A phrase used by the United States climate envoy, John Kerry, in an interview earlier this year points to the fact that people “don’t have to give up a quality of life” to cut emissions. All people do not, but the rich do. Oxfam’s latest report on carbon inequality finds that the world’s richest 1 per cent are set to have per capita consumption emissions in 2030 that are still 30 times higher than the global per capita level compatible with the 1.5°C goal of the Paris Agreement. 

The climate crisis is not simply an issue of more extreme weather — it is linked to every possible realm of civilization. Hence, it is called an ‘existential crisis’. It is tangibly costing jobs, ruining crops and could strain healthcare infrastructure due to additional deaths from diseases, heat stress and malnutrition. 

It is also worsened by seemingly unrelated socio-economic decisions — a third of tropical deforestation today is caused by international trade, which in turn is releasing more carbon. And there is no climate justice without social, economic and racial justice. Therefore, repressive right-wing regimes that make climate pledges on the international stage, but fuel racism, communalism, and xenophobia domestically, cannot be considered good faith actors in the global fight against climate change. 

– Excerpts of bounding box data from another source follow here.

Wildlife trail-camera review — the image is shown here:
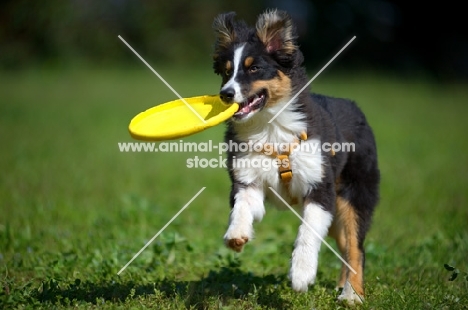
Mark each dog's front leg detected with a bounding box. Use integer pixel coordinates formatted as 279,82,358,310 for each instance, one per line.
289,201,333,292
224,185,265,252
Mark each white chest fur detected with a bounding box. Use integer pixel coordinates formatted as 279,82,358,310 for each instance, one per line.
233,104,323,207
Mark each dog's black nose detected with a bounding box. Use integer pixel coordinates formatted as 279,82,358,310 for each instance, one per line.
219,87,236,102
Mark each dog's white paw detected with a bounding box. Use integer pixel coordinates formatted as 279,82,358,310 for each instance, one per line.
289,247,317,292
224,225,253,252
338,281,364,305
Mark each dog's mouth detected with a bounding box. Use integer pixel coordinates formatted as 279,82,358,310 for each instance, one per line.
234,90,267,119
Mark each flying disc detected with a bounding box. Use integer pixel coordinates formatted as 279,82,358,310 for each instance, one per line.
128,95,239,141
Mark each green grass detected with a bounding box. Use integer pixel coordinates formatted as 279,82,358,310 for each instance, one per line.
0,68,468,309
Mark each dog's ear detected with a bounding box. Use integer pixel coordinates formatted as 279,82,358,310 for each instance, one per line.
213,12,236,55
255,10,297,55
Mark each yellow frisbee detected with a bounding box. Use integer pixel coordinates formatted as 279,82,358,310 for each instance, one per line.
128,95,239,141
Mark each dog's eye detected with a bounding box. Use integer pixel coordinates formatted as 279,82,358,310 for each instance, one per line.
249,66,260,73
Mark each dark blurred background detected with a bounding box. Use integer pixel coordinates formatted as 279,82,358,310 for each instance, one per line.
0,0,468,80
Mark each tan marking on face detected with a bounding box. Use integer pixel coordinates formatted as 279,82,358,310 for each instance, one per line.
329,197,364,297
244,56,254,68
249,70,291,107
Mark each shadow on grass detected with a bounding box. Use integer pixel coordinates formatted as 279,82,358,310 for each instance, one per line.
35,267,291,309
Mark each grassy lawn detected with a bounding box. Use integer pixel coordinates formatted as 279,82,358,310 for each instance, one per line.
0,67,468,309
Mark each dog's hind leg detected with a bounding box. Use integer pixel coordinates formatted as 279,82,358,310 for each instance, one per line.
330,197,364,303
289,202,332,292
224,186,265,252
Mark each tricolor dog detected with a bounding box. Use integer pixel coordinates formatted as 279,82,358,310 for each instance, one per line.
213,10,380,303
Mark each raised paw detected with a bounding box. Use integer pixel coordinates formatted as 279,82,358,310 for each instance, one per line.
225,237,249,252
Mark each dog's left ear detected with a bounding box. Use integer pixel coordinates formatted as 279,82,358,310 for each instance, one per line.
255,10,297,55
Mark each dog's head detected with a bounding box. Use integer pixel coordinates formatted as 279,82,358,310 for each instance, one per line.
213,10,303,122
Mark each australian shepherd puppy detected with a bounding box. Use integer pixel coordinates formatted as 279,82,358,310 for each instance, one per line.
213,10,380,302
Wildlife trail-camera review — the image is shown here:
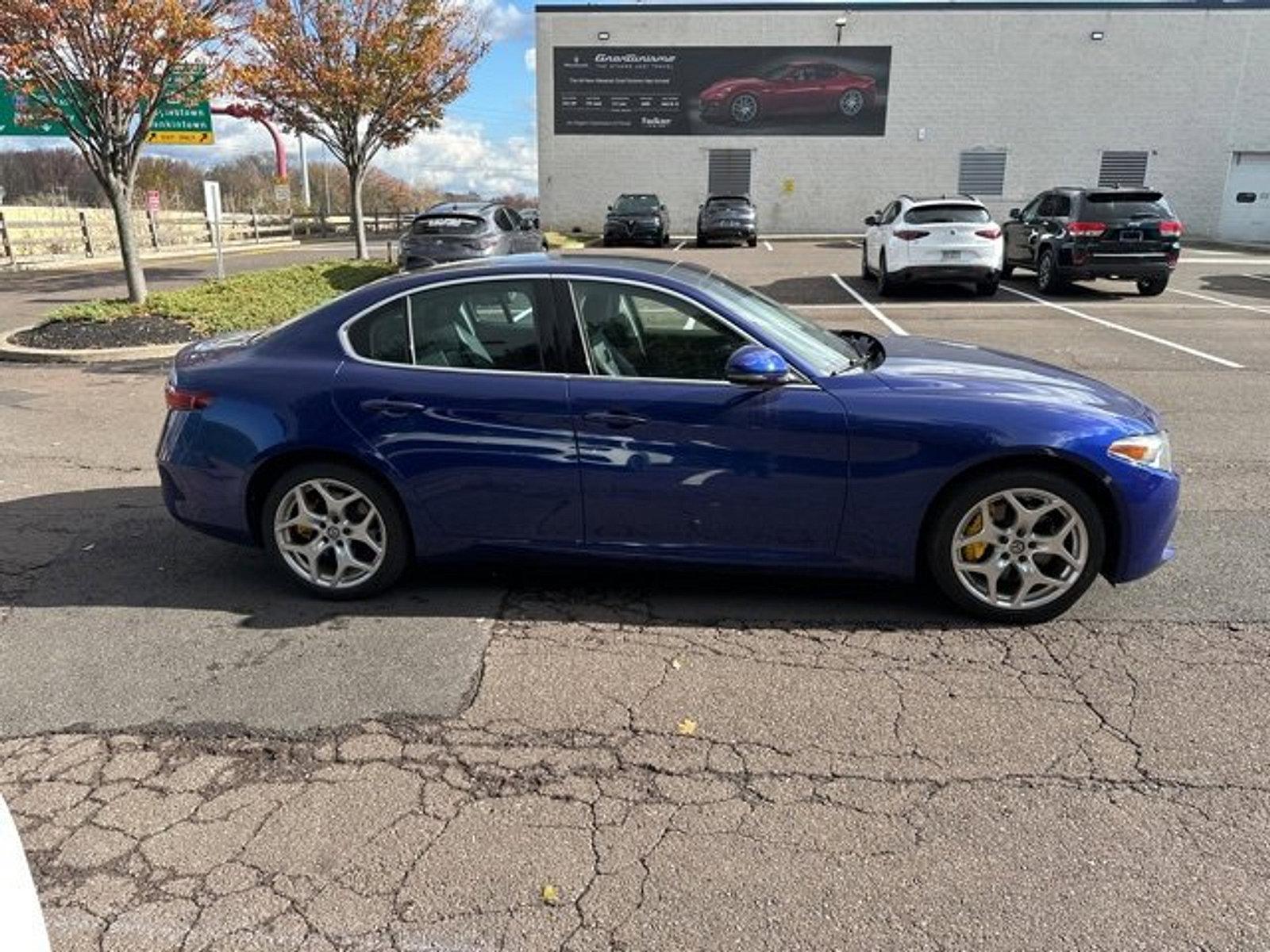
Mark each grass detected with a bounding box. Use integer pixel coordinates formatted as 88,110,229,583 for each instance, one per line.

CoPs currently function as fairly sterile, apolitical meetings, which dwell heavily on the technical aspects of climate action. But making these connections clearer could make the urgency of climate action more relatable to individuals not engaged in climate discourse. 

We as civil society participants / observers at CoP26 need to spotlight this. 

We also cannot take our foot off the pedal on the importance of cumulative emissions in global warming. Over the past month, I’ve heard commentators from the Global South dismiss historical responsibility as an old argument that presents our countries on a weak footing. But I wish that argument was now obsolete. 

Between 1870 and 2019, the US, UK, European Union-27, Canada, Australia, Japan and Russia alone are responsible for 61 per cent of the world’s fossil carbon dioxide emissions. Adding China’s share, the figure rises to 74 per cent. 

And yet you see the principle of common but differentiated responsibilities (CBDR) constantly undermined and diluted at CoP26 — whether it’s through Net Zero announcements or negotiations on climate finance. 

We have a finite carbon budget and it must be allotted to the developing world — countries who have not historically profited from colonisation, slavery and unabated coal use to achieve prosperity. Thus, it is our role as civil society observers to urge, pressure and nudge discourse in the direction that will protect the weakest and those least responsible for climate change.